Code Obfuscation - Part 2: Obfuscating Data Structures

Paladion
By Paladion

September 15, 2005

Continuing from the earlier parts in this article series, Sonali looks at data obfuscation, a class of obfuscation techniques that targets the data structures in a program. She presents the different methods of data obfuscation with examples and also analyzes their quality

Code Obfuscation

In the August issue of Palisade we introduced
code obfuscation
to protect software from reverse engineering. Obfuscation
is the process of transforming the source code to confuse both a person or
a program trying to reverse engineer the code. Source code is obfuscated
using obfuscation software like Dotfuscator .

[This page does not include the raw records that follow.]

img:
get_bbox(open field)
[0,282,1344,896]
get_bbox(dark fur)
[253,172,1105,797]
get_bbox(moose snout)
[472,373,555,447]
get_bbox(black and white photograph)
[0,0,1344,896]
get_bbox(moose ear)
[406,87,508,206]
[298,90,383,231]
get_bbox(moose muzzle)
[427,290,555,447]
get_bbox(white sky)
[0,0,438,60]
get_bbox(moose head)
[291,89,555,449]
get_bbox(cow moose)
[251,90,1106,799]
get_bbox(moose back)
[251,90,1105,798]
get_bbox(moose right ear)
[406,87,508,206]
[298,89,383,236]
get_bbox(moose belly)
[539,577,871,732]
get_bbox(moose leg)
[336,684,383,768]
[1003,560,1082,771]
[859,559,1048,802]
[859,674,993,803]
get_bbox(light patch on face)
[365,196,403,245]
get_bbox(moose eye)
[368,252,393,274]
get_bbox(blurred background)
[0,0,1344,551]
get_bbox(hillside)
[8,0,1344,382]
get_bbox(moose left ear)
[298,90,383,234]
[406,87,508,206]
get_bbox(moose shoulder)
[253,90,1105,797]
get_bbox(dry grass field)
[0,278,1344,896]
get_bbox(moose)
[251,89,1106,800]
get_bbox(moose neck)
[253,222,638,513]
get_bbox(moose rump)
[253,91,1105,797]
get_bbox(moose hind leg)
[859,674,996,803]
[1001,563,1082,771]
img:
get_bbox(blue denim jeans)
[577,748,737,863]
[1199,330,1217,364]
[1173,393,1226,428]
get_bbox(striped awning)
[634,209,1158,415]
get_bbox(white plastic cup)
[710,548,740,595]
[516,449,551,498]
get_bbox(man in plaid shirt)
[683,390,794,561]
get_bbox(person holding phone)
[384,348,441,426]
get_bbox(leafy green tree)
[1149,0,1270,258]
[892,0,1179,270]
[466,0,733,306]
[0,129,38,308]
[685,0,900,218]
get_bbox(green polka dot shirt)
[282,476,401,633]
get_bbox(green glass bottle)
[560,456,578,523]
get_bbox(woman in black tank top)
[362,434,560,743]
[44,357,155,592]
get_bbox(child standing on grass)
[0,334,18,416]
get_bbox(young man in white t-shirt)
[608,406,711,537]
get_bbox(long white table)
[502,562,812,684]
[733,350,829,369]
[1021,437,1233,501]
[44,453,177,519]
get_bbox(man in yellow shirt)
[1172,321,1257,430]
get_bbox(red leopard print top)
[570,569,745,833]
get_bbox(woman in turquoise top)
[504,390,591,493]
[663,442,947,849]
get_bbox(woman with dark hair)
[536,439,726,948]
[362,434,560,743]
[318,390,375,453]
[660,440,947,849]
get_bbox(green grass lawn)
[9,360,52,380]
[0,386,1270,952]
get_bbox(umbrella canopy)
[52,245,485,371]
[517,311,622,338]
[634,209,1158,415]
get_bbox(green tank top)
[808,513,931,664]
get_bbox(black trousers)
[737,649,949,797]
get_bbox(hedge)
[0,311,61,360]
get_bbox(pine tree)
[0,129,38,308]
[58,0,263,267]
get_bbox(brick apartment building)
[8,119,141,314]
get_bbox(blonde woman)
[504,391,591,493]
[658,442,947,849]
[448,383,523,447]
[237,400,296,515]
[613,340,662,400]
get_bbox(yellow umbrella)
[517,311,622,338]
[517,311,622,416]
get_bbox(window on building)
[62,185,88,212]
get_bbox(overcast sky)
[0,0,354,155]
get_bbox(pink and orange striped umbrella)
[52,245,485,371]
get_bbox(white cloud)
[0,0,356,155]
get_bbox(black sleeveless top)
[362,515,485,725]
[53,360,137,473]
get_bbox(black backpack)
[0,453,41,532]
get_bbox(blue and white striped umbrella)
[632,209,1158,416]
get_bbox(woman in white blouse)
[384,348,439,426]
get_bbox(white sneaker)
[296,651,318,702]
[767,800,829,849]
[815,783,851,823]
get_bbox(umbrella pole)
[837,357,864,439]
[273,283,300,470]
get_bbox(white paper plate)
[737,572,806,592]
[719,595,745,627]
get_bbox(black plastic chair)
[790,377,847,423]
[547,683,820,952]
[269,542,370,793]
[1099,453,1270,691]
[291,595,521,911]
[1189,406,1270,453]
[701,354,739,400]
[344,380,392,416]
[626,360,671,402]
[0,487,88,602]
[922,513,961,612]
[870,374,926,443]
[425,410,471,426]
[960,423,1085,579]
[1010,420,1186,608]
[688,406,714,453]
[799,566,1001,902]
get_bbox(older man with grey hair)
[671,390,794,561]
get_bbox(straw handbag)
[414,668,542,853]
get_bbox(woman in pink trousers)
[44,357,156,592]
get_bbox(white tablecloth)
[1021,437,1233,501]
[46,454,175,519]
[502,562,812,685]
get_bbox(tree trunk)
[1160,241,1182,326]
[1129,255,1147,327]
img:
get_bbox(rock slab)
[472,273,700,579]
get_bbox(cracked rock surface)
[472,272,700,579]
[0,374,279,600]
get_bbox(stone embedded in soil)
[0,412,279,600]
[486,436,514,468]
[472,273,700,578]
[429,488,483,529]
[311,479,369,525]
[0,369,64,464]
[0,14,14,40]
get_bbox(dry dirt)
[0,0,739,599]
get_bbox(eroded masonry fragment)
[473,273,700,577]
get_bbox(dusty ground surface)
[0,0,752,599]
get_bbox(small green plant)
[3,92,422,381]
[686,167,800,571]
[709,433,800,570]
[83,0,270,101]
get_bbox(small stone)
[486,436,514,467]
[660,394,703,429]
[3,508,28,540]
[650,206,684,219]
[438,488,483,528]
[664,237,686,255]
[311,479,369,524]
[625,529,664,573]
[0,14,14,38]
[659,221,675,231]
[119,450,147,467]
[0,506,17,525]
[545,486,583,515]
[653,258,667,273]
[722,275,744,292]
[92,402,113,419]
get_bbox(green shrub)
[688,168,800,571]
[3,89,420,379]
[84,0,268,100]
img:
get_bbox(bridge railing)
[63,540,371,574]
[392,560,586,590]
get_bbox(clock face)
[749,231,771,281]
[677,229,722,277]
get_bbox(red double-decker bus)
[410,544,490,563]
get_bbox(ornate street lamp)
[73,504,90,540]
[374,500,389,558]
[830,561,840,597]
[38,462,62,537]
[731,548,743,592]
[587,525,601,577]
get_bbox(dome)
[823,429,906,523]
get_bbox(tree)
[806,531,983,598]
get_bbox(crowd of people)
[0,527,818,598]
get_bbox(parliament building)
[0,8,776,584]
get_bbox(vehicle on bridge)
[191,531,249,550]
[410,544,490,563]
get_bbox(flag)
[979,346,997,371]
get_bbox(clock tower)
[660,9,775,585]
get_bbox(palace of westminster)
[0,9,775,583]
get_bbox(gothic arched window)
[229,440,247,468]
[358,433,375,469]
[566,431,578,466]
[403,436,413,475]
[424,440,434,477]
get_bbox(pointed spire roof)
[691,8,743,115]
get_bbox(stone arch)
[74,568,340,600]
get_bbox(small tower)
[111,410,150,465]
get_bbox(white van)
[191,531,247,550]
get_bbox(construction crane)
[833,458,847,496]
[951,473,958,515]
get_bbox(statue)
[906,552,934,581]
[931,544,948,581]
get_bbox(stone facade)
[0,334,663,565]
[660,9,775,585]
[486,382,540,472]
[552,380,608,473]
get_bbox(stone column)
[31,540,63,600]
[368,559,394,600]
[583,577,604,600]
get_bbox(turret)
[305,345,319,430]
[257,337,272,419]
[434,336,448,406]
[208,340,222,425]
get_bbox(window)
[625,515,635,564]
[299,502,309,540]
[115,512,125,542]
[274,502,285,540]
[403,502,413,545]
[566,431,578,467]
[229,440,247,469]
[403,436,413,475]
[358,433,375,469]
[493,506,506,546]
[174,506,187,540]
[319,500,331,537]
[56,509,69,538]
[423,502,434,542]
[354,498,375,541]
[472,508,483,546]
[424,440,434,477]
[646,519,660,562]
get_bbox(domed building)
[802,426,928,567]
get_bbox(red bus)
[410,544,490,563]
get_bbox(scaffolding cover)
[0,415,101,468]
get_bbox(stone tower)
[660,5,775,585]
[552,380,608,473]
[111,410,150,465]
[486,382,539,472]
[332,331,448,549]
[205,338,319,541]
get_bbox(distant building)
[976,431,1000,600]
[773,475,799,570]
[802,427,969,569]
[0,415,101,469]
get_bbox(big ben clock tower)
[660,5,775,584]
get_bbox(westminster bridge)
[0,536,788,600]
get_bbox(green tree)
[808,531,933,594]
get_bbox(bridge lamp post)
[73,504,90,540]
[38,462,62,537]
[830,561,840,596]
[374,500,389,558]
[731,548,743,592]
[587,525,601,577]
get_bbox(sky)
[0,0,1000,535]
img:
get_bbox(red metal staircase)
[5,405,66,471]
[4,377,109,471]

In this issue we look at data obfuscation, a class of obfuscation techniques
that targets the data structures in a program. We present the different methods
of data obfuscation with examples and also analyze their quality based on the
parameters we defined earlier. These parameters were potency -- the ability
to confuse a human reverse engineer, resilience -- the ability to fool a deobfuscator,
and cost -- the increase in execution time and memory required in the obfuscated
code.

Before we go into the nitty gritty details, here's an outline of the various
techniques we will discuss:

  • Obfuscating Arrays
    • Split , Merge, Flatten, Fold, Reorder arrays
  • Obfuscating Classes
    • Split a class, Insert new class, Reorder members
  • Obfuscating Variables
    • Substitute code for static data, Merge, Promote, Ruffle values, Split
      variables

Obfuscating Arrays

To start with, let's look at the different ways to make arrays difficult to
read and make sense of. The objective is to confuse a human being or a deobfuscator
from understanding the true nature and purpose of the array.

First, an array could be split into multiple sub-arrays to
confuse the reader about its structure. For example, consider an array which
holds a list of names: if we split it into two arrays, it will be interpreted
as two different lists of names.

Array 01

A related idea is to merge multiple arrays into one, like
this:

Array 02

We could even fold an array, i.e. increase the number of
dimensions…

Array 03

…Or flatten an array, i.e. reduce the number of dimensions.

Array 04

Each of the above makes the array more difficult to interpret. Observe that
array splitting and folding increase the complexity of the code. They thus
confuse the reverse engineer, i.e. increase the potency of the transform. On
the other hand, array merging and flattening decrease the complexity. But they
increase the obscurity of a program because they introduce bogus structure
or remove structure from the original program.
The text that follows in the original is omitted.